[ExI] Von Neumann probes for what?

Mike Dougherty msd001 at gmail.com
Sat Jan 1 17:06:22 UTC 2011


On Sat, Jan 1, 2011 at 6:24 AM, Anders Sandberg <anders at aleph.se> wrote:
> I think a probe infrastructure could be something that just looks like added
> value to a civilization. It launches the probes, they spread and set up
> waystations that can receive instructions and mindstates, as well as send
> back observations. If they want to use the system they can.
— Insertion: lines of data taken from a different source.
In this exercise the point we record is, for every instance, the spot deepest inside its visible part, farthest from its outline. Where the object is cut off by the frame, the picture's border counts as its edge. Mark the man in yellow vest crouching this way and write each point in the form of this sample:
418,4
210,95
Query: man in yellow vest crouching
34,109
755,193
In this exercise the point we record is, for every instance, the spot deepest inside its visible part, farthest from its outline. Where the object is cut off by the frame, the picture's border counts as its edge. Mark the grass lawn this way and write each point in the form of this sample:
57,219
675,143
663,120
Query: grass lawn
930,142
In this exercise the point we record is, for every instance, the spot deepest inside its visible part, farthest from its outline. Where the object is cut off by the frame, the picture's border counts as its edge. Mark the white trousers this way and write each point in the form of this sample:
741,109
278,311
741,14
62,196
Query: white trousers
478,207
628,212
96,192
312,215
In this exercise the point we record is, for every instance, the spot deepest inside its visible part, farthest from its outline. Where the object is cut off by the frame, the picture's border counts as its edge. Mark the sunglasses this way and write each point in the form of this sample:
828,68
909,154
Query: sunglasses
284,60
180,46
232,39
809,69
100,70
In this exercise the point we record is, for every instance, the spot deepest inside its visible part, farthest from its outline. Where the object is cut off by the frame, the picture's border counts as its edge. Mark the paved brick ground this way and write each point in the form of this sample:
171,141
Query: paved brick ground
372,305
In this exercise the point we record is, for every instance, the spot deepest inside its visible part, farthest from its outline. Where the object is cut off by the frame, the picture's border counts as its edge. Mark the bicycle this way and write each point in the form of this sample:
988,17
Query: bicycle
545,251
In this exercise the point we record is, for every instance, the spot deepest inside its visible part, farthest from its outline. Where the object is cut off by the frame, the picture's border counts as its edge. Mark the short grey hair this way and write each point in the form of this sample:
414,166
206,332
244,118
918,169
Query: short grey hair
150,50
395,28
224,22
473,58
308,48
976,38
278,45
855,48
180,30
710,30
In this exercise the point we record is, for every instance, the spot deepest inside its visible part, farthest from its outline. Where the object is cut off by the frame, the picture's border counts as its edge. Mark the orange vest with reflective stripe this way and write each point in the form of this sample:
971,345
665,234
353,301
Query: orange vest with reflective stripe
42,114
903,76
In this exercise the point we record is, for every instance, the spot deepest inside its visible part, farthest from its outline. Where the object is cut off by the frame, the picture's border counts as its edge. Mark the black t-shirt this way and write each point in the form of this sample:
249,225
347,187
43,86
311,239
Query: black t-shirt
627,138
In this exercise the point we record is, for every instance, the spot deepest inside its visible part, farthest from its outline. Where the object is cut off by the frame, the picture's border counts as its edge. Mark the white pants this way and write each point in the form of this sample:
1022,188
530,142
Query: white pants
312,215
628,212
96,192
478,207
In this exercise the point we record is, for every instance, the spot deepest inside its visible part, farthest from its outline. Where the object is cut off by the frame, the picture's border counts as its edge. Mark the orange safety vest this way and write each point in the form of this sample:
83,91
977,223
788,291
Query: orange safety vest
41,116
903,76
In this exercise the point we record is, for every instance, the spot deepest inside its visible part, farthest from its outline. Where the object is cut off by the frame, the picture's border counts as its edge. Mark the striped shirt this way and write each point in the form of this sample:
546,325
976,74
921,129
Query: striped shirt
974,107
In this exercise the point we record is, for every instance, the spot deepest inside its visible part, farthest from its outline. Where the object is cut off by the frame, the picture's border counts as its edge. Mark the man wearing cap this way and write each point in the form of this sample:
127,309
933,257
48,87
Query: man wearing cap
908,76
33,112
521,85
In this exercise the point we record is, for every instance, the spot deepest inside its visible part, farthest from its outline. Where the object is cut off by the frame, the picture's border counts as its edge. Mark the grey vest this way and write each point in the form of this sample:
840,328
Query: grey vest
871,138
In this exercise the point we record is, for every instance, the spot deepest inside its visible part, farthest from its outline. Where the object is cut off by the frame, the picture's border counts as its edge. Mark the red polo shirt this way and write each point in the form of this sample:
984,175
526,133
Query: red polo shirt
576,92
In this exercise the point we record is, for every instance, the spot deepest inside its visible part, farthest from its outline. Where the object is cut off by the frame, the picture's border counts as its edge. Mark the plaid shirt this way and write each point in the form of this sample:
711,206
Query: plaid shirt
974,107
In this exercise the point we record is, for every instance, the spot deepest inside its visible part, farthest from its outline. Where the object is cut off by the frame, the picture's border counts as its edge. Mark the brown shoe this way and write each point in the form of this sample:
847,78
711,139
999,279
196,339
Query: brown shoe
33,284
The key limiters
> are whether the cost of the initial probe is high relative to the
> civilization GDP and whether the time horizons of *every* entity within it
> are so short there is no value in getting a fraction of the galaxy in the
> far future.

Has anyone considered the possibility that a civilization capable of
effectively deploying these probes might already have a level of
technology advanced such that there only needs to be one monitoring
station in each universe?  Something to the effect of a single
existential bit in each of a multitude of "real" (to us) universes
that are used only to track that each simulation is still running.
Maybe the interesting results only manifest after the exhaustion of
each universe and a post-mortem examination of the solution state
represented by the end of life?  (aside from debugging, do we intently
watch each step of a protein folding experiment?)

Ok, so maybe we don't agree on the universe-as-a-sim viewpoint.  I
imagine there is still some possibility that our concept of how the
universe works is necessarily limited; from an outside-this-box
workshop there might be other parameters we simply can't observe.